In 2016, a Portage County business owner borrowed $500,000 from a local bank and signed a loan agreement, which included a cognovit clause. The bank’s standard loan form defined the borrower as “I” and the bank as “you.” However, the document contained a state-required warning to the borrower in which the borrower was described as “you.” In Sutton Bank v. Progressive Polymers, the company defaulted on the loan, but argues the bank can’t collect a judgment against it because of the defective warning. The company claims that “you” applied to the bank, not to the borrower. 

A Lorain County man was sentenced to five years of community control on 11 counts of not supporting his children. As part of his community control, the judge ordered that he “make all reasonable efforts to avoid impregnating a woman.” The father maintains in State v. Chapman that a ban on him procreating is overly broad and isn’t reasonably related to whether he is financially able to support his children. The prosecutor asserts that the court’s no-procreation condition is clear and will increase the likelihood that the father can provide for his current children.

Wednesday, July 22
In State v. Fazenbaker, a man was convicted of breaking and entering into a couple’s camping trailer housed at an Akron storage facility. Breaking and entering under Ohio law involves trespassing in an unoccupied structure to commit a theft or felony. While “occupied structure” is defined in state law, “unoccupied structure” isn’t. The county prosecutor states that, based on the “occupied” definition, the camper was a structure that was unoccupied at the time of the break-in, and the conviction should be upheld. The offender notes that the breaking-and-entering statute doesn’t refer to the “occupied structure” definition. Stating that the camper was unused for nearly two years, he contends the camper wasn’t susceptible to being occupied in its state, so it wasn’t an unoccupied structure.  

After being fired at an Eastlake Walmart, a former employee set fire to blankets in the store.

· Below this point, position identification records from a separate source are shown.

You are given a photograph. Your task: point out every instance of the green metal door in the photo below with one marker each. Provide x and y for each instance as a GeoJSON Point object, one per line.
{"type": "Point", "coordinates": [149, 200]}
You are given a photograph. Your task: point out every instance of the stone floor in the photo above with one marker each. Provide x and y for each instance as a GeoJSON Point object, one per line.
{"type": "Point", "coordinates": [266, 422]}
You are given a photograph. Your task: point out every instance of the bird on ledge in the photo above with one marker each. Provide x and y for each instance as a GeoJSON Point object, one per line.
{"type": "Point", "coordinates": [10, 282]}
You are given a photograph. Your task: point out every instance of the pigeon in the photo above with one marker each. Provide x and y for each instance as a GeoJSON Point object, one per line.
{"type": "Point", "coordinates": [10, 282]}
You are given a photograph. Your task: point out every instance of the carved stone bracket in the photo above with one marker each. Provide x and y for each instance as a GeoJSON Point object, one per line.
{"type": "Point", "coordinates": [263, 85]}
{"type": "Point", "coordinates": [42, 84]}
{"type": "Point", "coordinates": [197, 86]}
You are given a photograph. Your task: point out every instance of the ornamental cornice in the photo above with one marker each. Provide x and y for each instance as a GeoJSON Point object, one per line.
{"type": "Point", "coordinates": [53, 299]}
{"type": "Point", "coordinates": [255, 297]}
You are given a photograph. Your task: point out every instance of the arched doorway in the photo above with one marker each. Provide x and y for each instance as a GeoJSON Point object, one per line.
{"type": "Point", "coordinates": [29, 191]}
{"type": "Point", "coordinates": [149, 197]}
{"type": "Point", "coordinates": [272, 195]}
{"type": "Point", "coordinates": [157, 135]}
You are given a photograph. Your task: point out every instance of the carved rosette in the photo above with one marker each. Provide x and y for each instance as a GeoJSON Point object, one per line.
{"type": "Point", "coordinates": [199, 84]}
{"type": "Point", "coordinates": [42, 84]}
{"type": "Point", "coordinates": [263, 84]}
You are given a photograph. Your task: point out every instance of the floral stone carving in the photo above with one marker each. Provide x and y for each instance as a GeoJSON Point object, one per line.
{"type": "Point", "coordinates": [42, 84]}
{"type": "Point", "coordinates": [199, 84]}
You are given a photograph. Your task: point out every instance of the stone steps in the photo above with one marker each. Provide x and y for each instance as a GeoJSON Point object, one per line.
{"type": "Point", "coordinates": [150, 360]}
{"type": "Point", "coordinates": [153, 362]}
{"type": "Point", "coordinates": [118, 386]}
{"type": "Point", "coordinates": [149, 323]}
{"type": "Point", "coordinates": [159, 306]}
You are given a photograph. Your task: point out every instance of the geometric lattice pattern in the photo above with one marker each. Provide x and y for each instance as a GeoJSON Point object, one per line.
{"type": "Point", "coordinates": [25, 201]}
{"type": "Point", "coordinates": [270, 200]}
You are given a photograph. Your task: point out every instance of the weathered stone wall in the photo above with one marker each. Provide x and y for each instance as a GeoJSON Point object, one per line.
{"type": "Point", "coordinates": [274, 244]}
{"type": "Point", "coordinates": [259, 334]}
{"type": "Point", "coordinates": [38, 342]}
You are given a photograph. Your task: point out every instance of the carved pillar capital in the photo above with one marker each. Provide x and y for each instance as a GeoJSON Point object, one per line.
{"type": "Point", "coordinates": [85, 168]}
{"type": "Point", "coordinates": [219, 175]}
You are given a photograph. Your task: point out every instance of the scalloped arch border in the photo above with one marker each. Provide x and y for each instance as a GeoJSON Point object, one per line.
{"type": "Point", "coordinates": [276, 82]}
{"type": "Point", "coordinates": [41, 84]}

He pleaded no contest to arson. The trial court ordered the man to register with the state’s Arson Offender Registry for the rest of his life. In State v. Carlisle, the man claims the registration law is unconstitutional because the only way to reduce the lifetime registration requirement to fewer years is if the prosecutor and the investigating law-enforcement agency request the trial judge to consider a reduction. The man contends this violates the separation-of-powers doctrine, while the state maintains the law doesn’t interfere with the court’s authority.

A Lorain County attorney objects to a proposed public reprimand for making an ex parte communication to a court. The attorney acknowledged her letter was an ex parte communication, but claims she didn’t break a professional conduct rule when she sent the letter to the staff attorney for a judge who was presiding over an adoption. The attorney wasn’t a participant in the case, which involved a woman seeking to adopt a special needs child, but learned of the adoption through a case she was handling. In Disciplinary Counsel v. Thomas, the Court will consider whether a communication sent to a staff attorney, but not directly to a judge or court official, is permissible.